🌻[16] BERSAMA FERLY

571 180 263
                                    

"Sebenarnya dia baik, hanya pembawaannya saja yang terlihat buruk di mata orang-orang."

Jam dinding di kamar Dira sudah menunjukkan pukul enam pagi. Namun, gadis cantik itu masih meringkuk di atas kasurnya.
Suara ketukan pintu dari luar kamar terdengar.

"Dira sayang, kamu udah bangun belum?" tanya Vania‒mama Dira.

Tidak ada jawaban dari Dira, membuat Vania membuka pintu kamar anak bungsunya yang kebetulan tidak terkunci. Memang sering kali Vania meminta Dira untuk tidak mengunci kamarnya, karena putrinya itu kadang susah dibangunkan.
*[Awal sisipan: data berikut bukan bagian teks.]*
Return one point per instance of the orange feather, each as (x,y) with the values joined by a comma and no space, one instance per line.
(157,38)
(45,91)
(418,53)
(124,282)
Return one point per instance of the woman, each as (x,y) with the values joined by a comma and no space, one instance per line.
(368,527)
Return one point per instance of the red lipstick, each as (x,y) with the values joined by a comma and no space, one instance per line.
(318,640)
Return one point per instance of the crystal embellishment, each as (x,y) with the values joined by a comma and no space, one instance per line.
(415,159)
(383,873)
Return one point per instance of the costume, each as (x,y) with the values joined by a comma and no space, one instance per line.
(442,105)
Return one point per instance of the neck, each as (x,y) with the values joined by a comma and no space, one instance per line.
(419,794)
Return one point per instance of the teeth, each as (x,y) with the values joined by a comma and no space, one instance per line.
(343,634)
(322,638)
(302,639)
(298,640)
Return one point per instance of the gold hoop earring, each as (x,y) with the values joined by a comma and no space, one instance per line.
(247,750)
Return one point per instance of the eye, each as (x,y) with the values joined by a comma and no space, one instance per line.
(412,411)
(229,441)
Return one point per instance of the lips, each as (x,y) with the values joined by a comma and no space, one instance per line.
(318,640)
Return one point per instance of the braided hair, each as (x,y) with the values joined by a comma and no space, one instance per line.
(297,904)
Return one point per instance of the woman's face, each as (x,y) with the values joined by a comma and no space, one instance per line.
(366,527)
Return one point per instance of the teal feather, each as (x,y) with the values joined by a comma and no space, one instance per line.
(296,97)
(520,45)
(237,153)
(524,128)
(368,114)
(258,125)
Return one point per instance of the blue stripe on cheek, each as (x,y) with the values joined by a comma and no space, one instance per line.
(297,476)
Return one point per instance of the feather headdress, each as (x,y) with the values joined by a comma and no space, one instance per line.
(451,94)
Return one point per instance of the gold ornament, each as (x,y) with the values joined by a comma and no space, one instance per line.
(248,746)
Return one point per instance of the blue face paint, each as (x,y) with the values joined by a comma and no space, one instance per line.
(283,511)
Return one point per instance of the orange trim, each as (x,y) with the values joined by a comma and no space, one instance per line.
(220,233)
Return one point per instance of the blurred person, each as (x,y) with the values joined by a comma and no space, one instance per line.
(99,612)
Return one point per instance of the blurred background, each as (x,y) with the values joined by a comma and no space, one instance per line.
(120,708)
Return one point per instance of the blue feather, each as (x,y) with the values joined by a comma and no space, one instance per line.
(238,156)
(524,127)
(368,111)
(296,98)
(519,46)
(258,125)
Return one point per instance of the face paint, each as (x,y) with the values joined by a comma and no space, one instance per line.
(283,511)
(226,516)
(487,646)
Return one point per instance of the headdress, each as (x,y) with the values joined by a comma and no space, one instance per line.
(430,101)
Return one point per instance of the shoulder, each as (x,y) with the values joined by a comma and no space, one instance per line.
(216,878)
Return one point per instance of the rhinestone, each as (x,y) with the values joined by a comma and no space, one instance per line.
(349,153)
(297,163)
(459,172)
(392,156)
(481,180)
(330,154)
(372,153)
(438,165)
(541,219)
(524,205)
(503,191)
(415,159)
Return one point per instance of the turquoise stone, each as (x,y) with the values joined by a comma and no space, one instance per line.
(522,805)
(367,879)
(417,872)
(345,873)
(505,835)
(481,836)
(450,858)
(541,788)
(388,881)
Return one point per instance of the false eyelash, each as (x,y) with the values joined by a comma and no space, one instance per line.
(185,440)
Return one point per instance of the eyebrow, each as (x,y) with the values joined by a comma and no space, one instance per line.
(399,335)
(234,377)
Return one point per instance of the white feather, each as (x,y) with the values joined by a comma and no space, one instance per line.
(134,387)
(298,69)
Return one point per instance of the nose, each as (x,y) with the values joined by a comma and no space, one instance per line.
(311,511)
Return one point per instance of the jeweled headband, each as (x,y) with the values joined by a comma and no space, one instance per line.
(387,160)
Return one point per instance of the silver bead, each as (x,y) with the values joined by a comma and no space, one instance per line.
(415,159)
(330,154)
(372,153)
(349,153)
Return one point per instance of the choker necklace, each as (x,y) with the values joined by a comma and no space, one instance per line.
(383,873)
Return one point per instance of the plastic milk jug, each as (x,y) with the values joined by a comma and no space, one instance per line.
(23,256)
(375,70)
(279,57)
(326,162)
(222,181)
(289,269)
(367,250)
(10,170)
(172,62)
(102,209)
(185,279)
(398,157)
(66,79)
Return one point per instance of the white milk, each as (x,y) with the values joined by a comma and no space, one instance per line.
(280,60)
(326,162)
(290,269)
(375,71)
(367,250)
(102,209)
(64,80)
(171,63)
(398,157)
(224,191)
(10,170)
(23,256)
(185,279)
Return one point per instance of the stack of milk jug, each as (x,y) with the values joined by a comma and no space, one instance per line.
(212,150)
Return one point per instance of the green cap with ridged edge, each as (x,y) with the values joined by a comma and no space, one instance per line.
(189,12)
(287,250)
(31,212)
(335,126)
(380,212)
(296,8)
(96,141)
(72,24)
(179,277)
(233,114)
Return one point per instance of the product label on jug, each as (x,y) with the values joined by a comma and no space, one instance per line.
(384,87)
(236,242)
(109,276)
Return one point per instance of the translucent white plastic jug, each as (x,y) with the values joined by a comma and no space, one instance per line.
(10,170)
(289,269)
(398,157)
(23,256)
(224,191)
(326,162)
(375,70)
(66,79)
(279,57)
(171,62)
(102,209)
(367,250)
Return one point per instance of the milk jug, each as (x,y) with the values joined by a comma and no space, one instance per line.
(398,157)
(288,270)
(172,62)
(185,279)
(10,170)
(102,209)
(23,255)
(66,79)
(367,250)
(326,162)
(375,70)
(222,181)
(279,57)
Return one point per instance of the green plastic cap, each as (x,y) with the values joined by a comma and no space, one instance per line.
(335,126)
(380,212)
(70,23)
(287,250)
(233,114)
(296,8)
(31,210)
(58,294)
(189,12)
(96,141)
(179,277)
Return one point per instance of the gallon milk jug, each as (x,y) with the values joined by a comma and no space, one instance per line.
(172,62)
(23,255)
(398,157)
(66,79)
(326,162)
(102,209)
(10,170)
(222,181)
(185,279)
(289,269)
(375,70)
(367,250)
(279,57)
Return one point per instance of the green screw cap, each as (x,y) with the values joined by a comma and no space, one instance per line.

Vania mendekat ke arah kasur kemudian menggeleng pelan melihat anak gadisnya yang selalu masih terlelap.

"Dira ... bangun, Sayang," ujar Vania sambil mengusap lembut rambut Dira, tetapi tidak ada respons dari gadis itu. 

"Dira ... ayo bangun, ini udah jam enam." Vania sedikit mengeraskan suaranya sembari mengguncang pelan bahu Dira.

Dira menggeliat pelan. Kemudian berusaha membuka matanya perlahan.

"Ayo bangun, Sayang, kasihan, tuh, temen kamu nunggu dari tadi."
Dira yang masih setengah sadar bergumam pelan. "Temen apa, sih, Ma?"

"Temen cowok kamu, Mama lupa tanya namanya," ujar Vania.

Mendengar hal tersebut, Dira langsung membuka matanya. Teman cowok? Apakah yang dimaksud mamanya tadi adalah Iqbaal? Cowok itu datang menjemputnya? Namun, kenapa tadi malam cowok itu tidak mengabari?

"Kok malah bengong?" tanya Vania, tetapi Dira hanya menggeleng sambil menyengir. "Mendingan kamu mandi sekarang, siap-siap, terus turun ke bawah. Temen kamu udah nungguin," lanjut Vania kemudian keluar dari kamar Dira.

Selepas keluarnya Vania, Dira tidak langsung bangun. Ia memeluk gulingnya sebentar sambil membayangkan akan berangkat sekolah bersama Iqbaal lagi.

Setelah itu, barulah Dira mandi dan bersiap-siap, lalu turun ke bawah.
Saat menuruni tangga, Dira melihat mamanya sedang sarapan bersama seorang cowok dengan seragam yang sama dengannya. Dira hanya melihat punggung cowok tersebut karena posisinya membelakangi tangga.

Awalnya Dira masih yakin bahwa cowok itu adalah Iqbaal. Namun, ketika ia berjalan ke arah meja makan, barulah ia sadar bahwa yang menjemputnya adalah si Psikopat, bukan Pangeran. Ferly, bukan Iqbaal.

"Lo ngapain di sini?" tanya Dira langsung dengan nada terkejut, membuat Ferly sekaligus Vania menoleh.

"Dira, jangan ngomong gitu sama temen kamu," ujar Vania memperingati.

Dira mendengkus pelan, lalu duduk di kursi yang bersebelahan dengan Ferly. Tak lama kemudian, Dylan turun dari atas dengan masih menggunakan kaos rumah dan boxer.

"Temen kamu?" tanya Dylan.

"Dia bukan temen aku!" jawab Dira cepat.

Dylan mengangguk pelan. "Oh ... bukan temen. Berarti pacar, ya?" tebaknya.

Mata Dira melotot mendengarnya. "Bukan, Abang!"

Dylan terkekeh melihatnya, begitu juga dengan Vania. Sementara Ferly hanya diam di posisinya.

"Terus siapa, dong?" tanya Dylan lagi. Jiwa keponya meronta-ronta.

"Kakak kelas," jawab Dira singkat.

Lalu setelah itu mereka menikmati sarapan masing-masing sambil sesekali Dylan menanyai Ferly. Random saja, tetapi nyambung. Ferly dan Dylan ini memiliki beberapa kesamaan. Di antaranya sama-sama suka balapan, bela diri, dan suka band luar negeri yang sama.